Il trattamento per l’incontinenza urinaria dipende dal tipo d’incontinenza, e da quali misure si adattano meglio allo stile di vita del paziente.

L’obiettivo di ogni trattamento deve essere quello di  migliorare la qualità di vita del paziente.

Nella maggior parte dei casi, la prima linea di trattamento è conservativa.

Trattamenti

Riabilitazione del pavimento pelvico

Attraverso questo percorso riabilitativo è possibile migliorare il controllo urinario.

Alle donne con incontinenza urinaria da stress o mista offrire come trattamento di prima scelta un programma riabilitativo di esercizi con supervisione per il pavimento pelvico, della durata di almeno tre mesi.

Farmaci

Anticolinergici – Estrogeni topici

Chirurgia

Il ricorso alla chirurgia solo dopo il fallimento di altri trattamenti.
La scelta dipende da una serie di fattori, tra cui la gravità del disturbo e la presenza di un prolasso vescicale/uterino.

Procedure di sling

L’intervento più utilizzato per l’incontinenza urinaria da stress.

In questa operazione, una sottile benderella (rete, mesh) viene posizionata al di sotto dell’uretra media , per contribuire al suo sostegno e a migliorare la chiusura uretrale.

L’intervento è minimamente invasivo.

Colposospensione

Questa tecnica è finalizzata  a fornire un sostegno alle strutture pelviche coinvolte; può essere eseguita anche per via laparoscopica.

I risultati a lungo termine sono soddisfacenti ma i tempi di recupero sono più lunghi.

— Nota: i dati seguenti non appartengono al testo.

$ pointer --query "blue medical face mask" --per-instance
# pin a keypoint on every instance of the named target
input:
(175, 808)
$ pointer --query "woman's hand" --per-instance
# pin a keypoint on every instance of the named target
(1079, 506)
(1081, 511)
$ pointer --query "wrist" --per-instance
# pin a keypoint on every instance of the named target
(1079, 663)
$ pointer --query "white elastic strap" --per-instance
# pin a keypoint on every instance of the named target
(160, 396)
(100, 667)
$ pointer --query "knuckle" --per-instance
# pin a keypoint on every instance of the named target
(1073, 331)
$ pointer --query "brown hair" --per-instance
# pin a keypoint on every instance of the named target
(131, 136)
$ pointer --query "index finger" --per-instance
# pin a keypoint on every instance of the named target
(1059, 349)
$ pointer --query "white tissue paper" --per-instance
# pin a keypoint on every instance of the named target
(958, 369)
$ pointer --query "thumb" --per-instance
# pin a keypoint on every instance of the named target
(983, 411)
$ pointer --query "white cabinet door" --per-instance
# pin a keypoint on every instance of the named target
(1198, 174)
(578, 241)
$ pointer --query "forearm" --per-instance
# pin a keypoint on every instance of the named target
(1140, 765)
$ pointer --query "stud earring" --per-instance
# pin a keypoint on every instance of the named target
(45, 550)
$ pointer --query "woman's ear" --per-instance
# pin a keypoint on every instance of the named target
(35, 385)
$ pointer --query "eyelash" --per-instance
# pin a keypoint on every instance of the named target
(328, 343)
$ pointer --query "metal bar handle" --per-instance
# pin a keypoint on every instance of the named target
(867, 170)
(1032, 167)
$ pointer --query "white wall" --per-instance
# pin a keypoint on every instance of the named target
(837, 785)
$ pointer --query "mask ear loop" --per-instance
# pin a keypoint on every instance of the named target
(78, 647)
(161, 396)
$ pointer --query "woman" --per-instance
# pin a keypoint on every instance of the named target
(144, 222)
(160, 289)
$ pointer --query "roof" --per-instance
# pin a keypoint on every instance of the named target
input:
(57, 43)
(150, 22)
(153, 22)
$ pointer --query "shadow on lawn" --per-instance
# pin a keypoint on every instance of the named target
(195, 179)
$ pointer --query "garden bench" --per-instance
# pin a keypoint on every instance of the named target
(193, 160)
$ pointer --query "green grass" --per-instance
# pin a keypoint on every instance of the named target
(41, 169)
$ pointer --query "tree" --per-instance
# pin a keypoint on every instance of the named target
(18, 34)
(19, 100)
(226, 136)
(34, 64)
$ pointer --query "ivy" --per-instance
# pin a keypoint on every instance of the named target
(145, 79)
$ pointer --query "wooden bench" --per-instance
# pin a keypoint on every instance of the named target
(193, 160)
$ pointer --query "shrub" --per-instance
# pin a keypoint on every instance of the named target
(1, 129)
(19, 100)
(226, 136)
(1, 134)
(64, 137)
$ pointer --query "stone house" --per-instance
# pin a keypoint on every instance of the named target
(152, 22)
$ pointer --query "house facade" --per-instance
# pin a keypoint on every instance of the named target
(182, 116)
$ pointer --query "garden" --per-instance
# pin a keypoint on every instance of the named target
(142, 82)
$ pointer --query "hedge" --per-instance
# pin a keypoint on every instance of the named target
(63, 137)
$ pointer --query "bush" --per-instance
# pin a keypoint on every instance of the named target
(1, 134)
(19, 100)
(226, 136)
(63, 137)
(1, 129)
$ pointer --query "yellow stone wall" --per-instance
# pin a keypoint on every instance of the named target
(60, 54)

Raccomandata soprattutto per i pazienti con incontinenza urinaria da stress.

La chirurgia uroginecologica  è una chirurgia estremante personalizzata e la personalizzazione è il punto di partenza per evitare gli insuccessi comunque previsti ma percentualmente limitabili.

L’utilizzo delle reti non apporta alcun beneficio aggiuntivo rispetto alla chirurgia senza reti; la deformazione delle stesse reti osservate a seconda delle casistiche nel 30-75% dei casi e l’erosione delle pareti vaginali sono possibili eventi avversi non trascurabili dei quali bisogna obbligatoriamente e dettagliatamente informare la paziente nel preoperatorio.

I possibili esiti avversi associati a interventi chirurgici correttivi per l’incontinenza comprendono sanguinamento, infezione, dolore, ritenzione urinaria o difficoltà alla minzione.

Solo un adeguato studio preoperatorio della paziente (anamnestico, obiettivo e strumentale ) è in grado di far operare la scelta per la tipologia di intervento più opportuno.